La máscara ha dejado de ser una argucia publicitaria y visual de la guerrilla chiapaneca y se ha convertido en una categoría intelectual y moral que comparten las derechas tradicionales enmascaradas de humanitarismo y las izquierdas retrógradas enmascaradas de progresismo. El ataque es una máscara que oculta su verdadero blanco: la economía de mercado.

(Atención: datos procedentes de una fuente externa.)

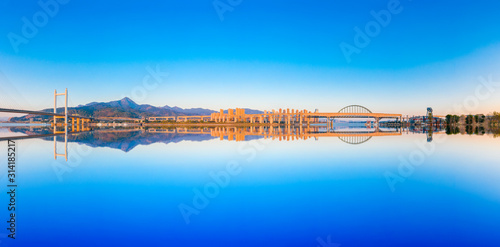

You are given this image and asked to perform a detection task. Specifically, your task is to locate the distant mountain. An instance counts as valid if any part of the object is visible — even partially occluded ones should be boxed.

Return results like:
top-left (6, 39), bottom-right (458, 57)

top-left (10, 97), bottom-right (262, 122)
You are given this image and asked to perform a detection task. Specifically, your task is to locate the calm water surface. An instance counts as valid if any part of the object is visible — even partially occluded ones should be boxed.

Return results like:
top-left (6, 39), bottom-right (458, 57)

top-left (0, 126), bottom-right (500, 247)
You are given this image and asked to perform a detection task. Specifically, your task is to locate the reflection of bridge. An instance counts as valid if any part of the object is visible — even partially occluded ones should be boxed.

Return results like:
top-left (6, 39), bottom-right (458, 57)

top-left (0, 89), bottom-right (93, 126)
top-left (148, 125), bottom-right (402, 144)
top-left (149, 105), bottom-right (402, 125)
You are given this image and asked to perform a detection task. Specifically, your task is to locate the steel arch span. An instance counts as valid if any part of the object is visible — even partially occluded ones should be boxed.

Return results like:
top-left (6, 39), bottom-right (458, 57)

top-left (339, 105), bottom-right (373, 113)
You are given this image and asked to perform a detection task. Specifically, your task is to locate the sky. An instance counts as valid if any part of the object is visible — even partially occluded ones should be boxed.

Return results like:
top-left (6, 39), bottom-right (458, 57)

top-left (0, 0), bottom-right (500, 117)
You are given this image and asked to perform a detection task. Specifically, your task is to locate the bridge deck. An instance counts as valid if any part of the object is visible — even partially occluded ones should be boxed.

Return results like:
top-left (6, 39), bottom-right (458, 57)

top-left (0, 108), bottom-right (94, 119)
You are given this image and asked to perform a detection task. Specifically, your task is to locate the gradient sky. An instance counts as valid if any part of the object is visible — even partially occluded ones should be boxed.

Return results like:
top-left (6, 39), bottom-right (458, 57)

Los fanatismos convergen. En una misma semana ocurrieron en México tres memorables pronunciamientos que lo comprueban. Todos tienen que ver con esa plaga peor que el fascismo, el nazismo y el comunismo, ese monstruo contra el que se levanta la profética voz de nuestros teólogos de diestra y siniestra: el neoliberalismo.

Primero fue el padre de la Teología de la Liberación, el ex sacerdote Leonardo Boff. Llegó a México con su Marxian look, dejando a su paso un olor a santidad y exordios inolvidables, como éste: "el neoliberalismo se propone la desaparición de 3 mil 400 millones de seres humanos". Luego vino la homilía a varias voces de los obispos mexicanos, émulos todos de aquellos venerables varones del siglo XIX que se levantaron en guerra justa contra los impíos predecesores del neoliberalismo: Ocampo, Lerdo, Juárez, Prieto. Finalmente, en Chiapas, capital teológica del mundo, se anuncia la convocatoria a un próximo concilio mundial "contra el neoliberalismo y en favor de la humanidad". Amén.

La máscara ha dejado de ser una argucia publicitaria y visual de la guerrilla chiapaneca y se ha convertido en una categoría intelectual y moral que comparten las derechas tradicionales enmascaradas de humanitarismo y las izquierdas retrógradas enmascaradas de progresismo. El ataque es una máscara que oculta su verdadero blanco: la economía de mercado. El ataque oculta la verdadera fe de los atacantes: un pensamiento neoconservador de izquierda.

La palabra "socialismo" apareció como un cometa verbal en los primeros días de la rebelión zapatista. A los pocos días, alguien la borró del discurso. Muchos creyeron que su fugaz inclusión en el programa guerrillero había sido un imprudente lapsus de algún comandante. Las palabras sagradas eran otras, no las de 1917 sino las de 1789: justicia, libertad, democracia, dignidad. Pasó el tiempo. En México sobrevino la quiebra y la crisis. Había que aprovechar el descrédito del régimen para proponer un silogismo que sutilmente reintrodujera al socialismo en el discurso: el salinismo produjo la crisis, el salinismo es neoliberalismo, el neoliberalismo (es decir, la economía de mercado), produjo la crisis. Así llegamos al momento actual. Ahora sabemos que el lapsus no era tal: la palabra, y la ideología que representa, permanecían ocultas, enmascaradas.

Si ninguno de los sacerdotes de derecha o de izquierda defiende la economía del mercado (con los matices que se quiera), es obvio que todos ellos proponen la única alternativa histórica que se ha conocido, la misma que llevó a la ruina a tantos países y que ahora ha sido abandonada en todos ellos. Con su sentido genial de la oportunidad, el Subcomandante Marcos fue más claro. Al reivindicar al Ché Guevara y asumir como propia la vieja mitología del "hombre nuevo", la guerrilla zapatista se quitó la máscara: no es una guerrilla postmoderna; ideológicamente, es una guerrilla premoderna, a la que sigue una nueva cauda de "compañeros de viaje". Es como volver a empezar. Es como si la experiencia de los países del antiguo bloque soviético no hubiera ocurrido.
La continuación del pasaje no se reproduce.